Same perswazje rzecz oczywista tu nie pomogą. Ale jakieś ważkie słowo paść musi. Nie do pomyślenia jest przedłużanie obecnej sytuacji, w której Niemcy hitlerowscy w Polsce (jak zresztą w Czechosłowacji czy Kłajpedzie) uważają się za chwilowo przynależnych, z nadzieją powrotu do Rzeszy. Sytuacja jest pełna knowań hitlerowskich – po naszej stronie, a po drugiej słodkie deklaracje, puste frazesy – a potem systematyczne, planowe, robione z premedytacją, na zimno, prześladowania, zaognianie atmosfery, „niedotrzymywanie zobowiązań i terminów”.

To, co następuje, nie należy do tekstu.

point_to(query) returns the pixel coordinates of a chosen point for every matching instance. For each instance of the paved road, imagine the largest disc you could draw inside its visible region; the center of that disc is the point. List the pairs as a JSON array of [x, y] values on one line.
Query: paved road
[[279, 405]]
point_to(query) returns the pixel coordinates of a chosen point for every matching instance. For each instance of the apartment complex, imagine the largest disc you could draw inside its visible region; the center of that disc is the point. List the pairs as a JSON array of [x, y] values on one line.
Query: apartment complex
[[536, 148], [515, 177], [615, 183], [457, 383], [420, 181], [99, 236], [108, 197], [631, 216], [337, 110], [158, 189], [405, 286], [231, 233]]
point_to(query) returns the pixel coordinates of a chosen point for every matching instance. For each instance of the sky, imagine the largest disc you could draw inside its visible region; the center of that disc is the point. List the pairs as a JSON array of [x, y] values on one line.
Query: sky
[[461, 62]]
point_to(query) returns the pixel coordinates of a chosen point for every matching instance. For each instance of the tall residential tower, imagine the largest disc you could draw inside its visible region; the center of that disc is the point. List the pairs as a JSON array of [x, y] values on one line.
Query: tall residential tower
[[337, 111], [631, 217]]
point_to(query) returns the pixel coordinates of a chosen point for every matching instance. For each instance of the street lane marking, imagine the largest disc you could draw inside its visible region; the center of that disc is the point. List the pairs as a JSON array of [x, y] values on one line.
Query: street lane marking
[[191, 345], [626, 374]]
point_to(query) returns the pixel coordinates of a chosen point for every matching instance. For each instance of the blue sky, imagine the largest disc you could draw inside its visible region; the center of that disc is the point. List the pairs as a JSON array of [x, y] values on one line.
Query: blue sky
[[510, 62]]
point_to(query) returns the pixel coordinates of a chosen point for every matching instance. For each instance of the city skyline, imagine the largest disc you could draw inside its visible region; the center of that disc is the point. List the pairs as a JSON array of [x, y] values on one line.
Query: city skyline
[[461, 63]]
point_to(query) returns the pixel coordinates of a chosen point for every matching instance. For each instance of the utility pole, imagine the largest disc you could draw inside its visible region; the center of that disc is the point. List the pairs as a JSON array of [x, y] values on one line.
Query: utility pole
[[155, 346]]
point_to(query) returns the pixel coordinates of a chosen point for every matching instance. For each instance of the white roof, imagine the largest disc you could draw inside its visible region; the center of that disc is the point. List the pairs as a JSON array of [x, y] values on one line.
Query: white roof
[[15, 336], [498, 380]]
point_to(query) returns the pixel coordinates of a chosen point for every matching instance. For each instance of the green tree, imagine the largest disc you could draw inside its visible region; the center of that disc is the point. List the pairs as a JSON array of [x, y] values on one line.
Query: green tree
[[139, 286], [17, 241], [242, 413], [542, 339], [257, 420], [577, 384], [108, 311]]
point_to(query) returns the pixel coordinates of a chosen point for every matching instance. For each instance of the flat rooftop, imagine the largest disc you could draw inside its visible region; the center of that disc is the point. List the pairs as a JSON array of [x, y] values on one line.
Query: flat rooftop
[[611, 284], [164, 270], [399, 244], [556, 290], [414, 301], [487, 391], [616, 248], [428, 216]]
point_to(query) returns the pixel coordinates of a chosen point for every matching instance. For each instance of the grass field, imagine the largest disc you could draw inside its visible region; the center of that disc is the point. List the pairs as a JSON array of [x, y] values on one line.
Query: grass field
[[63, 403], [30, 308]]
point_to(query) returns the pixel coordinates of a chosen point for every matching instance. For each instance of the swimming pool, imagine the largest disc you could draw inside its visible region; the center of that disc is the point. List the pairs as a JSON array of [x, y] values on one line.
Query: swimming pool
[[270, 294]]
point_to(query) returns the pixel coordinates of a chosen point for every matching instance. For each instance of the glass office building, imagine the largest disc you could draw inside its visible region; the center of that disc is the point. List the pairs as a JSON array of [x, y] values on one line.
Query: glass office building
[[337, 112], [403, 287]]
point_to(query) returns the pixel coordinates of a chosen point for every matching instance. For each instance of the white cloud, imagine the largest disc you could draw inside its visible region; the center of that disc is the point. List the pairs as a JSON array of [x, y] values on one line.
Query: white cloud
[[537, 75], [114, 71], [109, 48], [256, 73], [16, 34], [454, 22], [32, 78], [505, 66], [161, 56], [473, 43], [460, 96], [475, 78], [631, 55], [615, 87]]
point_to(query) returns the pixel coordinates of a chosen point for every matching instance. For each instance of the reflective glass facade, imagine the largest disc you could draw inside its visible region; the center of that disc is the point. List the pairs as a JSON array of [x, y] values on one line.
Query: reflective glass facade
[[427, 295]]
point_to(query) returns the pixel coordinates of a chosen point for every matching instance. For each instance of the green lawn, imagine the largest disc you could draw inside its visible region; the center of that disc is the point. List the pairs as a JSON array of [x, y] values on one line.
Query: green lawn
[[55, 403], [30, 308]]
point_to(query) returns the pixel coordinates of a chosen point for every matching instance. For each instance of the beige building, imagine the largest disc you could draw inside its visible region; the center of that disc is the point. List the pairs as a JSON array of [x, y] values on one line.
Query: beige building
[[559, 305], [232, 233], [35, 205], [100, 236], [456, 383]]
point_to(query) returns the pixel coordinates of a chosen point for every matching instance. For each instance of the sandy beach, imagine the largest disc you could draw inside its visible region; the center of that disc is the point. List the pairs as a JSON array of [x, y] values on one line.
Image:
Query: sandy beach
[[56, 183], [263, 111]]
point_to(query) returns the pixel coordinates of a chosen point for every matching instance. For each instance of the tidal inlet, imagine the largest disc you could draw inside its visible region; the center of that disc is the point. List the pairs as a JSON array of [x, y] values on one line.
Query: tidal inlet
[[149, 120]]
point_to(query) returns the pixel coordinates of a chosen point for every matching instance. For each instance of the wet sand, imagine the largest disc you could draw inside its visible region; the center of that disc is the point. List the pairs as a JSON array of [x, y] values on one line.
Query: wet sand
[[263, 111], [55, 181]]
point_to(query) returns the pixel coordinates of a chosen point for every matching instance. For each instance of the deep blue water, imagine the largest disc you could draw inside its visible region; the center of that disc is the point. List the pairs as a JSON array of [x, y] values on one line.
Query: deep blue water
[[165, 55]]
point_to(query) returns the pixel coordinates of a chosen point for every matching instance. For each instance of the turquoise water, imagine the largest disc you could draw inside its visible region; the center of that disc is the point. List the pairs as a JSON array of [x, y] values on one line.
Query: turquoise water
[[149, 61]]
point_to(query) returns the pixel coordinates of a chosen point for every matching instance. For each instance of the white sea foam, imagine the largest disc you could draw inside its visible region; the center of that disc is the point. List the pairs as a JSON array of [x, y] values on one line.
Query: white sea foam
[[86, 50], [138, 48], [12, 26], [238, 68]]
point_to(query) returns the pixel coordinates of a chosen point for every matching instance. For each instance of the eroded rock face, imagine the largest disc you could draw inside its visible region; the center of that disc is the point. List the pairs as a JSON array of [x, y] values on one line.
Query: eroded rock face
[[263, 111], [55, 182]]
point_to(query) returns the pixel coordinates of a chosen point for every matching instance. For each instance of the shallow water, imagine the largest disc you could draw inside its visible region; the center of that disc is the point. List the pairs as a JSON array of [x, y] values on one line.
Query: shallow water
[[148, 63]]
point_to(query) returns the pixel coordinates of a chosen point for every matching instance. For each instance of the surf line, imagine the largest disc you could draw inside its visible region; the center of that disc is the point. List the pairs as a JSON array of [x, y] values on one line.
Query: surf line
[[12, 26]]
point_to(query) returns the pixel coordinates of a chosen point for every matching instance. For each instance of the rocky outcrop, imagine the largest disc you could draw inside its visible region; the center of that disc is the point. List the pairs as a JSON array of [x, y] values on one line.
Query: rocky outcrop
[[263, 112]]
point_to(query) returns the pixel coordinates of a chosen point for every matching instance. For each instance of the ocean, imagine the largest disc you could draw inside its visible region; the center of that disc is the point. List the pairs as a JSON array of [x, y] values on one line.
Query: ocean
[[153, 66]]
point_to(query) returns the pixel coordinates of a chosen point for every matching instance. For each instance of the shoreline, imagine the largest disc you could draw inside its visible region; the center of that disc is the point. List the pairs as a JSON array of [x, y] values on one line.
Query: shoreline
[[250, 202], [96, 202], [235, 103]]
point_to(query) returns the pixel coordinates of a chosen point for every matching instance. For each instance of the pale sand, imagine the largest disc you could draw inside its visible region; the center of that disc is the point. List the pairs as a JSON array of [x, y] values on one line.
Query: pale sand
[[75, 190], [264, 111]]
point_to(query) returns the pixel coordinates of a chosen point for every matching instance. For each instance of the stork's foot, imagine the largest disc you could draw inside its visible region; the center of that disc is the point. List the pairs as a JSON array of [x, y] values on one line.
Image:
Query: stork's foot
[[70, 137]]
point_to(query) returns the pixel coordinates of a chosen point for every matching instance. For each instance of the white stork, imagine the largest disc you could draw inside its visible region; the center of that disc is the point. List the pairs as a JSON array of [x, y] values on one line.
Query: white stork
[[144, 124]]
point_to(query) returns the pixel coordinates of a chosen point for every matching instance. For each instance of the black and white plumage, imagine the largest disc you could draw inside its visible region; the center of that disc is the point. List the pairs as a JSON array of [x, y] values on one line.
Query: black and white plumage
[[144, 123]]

W omawianej sytuacji widzimy grę misterną może, ale przejrzystą, grę, która dla Polski może być w swych konsekwencjach bardzo niebezpieczna.
Stanisław Dubois
Powyższy tekst Stanisława Dubois pierwotnie ukazał się w PPS-owskim dzienniku „Robotnik” 8 VII 1938, nr 187. Przedruk za Stanisław Dubois – „Artykuły i przemówienia”, Książka i Wiedza, Warszawa 1968.